Sudah seratus hari Papa meninggalkan kami. Seratus hari yang terasa begitu lama. Seratus hari yang penuh konflik di dalam diriku. Seratus hari yang penuh rindu. Jangan tanya kepada siapa rindu ini kutuju kalau tak kepada engkau, Papa. Walau kita tak pernah sama dalam memandang hidup. Tapi engkau adalah orang pertama yang selalu kunanti-nantikan dalam hal berpendapat. Terutama pandangan politikmu.
Pernah terbesit dalam pikiranku. Curiga. Apakah tua nanti aku akan memiliki pikiran yang sama sepertimu. Keras dalam berpolitik pasif. Menghajar perbedaan pendapat dengan logika, dan juga dengan sandaran utamamu: agama. Aku merinding, Papa. Takut jika itu benar terjadi kepadaku. Walau aku tau, kerasmu itu karena rasa cintamu kepada negeri ini yang terlampau tinggi. Tak ada keuntungan yang kau dapatkan dari lelahmu berupaya menyadarkan orang-orang untuk memilih pilihan yang sama denganmu.

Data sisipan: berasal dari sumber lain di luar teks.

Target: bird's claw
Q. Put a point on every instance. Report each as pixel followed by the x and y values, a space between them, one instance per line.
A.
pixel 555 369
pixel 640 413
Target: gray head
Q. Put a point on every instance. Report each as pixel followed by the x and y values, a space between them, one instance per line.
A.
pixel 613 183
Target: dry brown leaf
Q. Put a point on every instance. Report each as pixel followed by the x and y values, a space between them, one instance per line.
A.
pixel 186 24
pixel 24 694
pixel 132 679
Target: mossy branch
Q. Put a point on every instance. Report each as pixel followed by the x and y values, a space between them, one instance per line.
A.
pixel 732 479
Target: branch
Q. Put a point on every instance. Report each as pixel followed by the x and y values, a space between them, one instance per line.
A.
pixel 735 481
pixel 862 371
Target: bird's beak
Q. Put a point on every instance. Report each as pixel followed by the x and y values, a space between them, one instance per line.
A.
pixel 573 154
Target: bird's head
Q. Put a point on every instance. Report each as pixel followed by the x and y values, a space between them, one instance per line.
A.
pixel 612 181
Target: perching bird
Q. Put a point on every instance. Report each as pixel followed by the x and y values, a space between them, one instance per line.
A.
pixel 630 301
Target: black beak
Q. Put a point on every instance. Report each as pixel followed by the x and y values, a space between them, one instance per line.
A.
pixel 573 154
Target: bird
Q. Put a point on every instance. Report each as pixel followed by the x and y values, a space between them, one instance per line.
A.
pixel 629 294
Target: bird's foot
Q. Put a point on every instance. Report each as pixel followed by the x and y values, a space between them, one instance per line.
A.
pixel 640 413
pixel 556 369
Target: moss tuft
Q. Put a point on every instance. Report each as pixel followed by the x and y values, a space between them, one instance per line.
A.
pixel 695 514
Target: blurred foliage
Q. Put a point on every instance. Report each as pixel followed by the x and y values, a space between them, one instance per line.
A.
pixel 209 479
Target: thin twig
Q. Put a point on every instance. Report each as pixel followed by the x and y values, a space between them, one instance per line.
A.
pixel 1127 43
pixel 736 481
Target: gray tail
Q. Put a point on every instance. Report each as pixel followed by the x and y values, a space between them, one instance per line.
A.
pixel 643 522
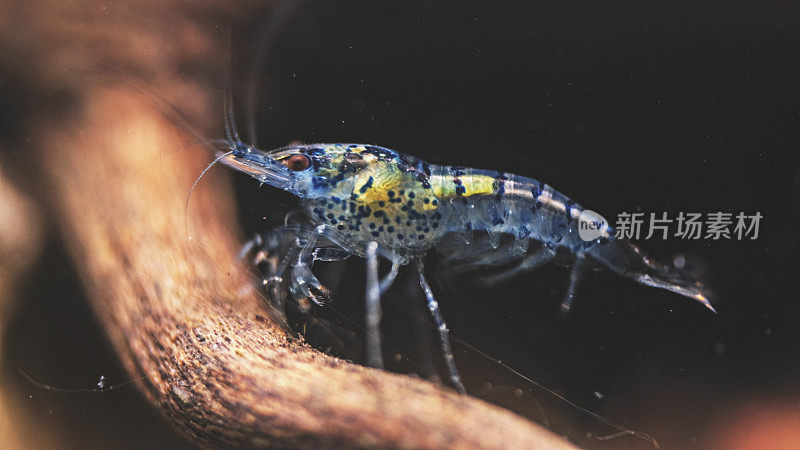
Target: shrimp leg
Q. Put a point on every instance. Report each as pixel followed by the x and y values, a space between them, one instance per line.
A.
pixel 433 307
pixel 574 281
pixel 304 282
pixel 376 288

Hari ini adalah hari keseratus engkau pergi. Hari ini, juga, aku telah mendedikasikan pilihanku kepada Z sebagai presiden selanjutnya. Belum kurasakan tua pada tubuhku, Pa. Tapi sifat-sifatmu, pikiranmu, mulai tumbuh di dalam diriku. Prasangkaku benar. Kurasai ideologimu ada pada kepalaku. Bulu kuduk-ku merinding, Pa. Bukan karena takut. Tapi karena mengetahui apa yang telah kuketahui ternyata masih dangkal.
Setelah kau pergi, Pa, kubacai buku-bukumu lagi. Kudalami Islam seperti yang kau inginkan. Kubaca Qur'an. Kuartikan ayatnya. Lalu kutafsirkan dengan bukumu: "Ringkasan Tafsir Ibnu Katsir" karya Muhammad Nasib ar-Rifa'i. Kutemukan pendapat-pendapat menarik yang berlainan dengan pendapat-pendapat yang pernah ku-utarakan kepadamu. Sesuai dengan apa yang pernah kau katakan kepadaku, Pa. Satu atau dua tahun lagi, pandangan manusia akan berkembang, dengan syarat: jika mereka mau berkembang. "Teruslah mencari", katamu. "Teruslah membaca", wasiatmu.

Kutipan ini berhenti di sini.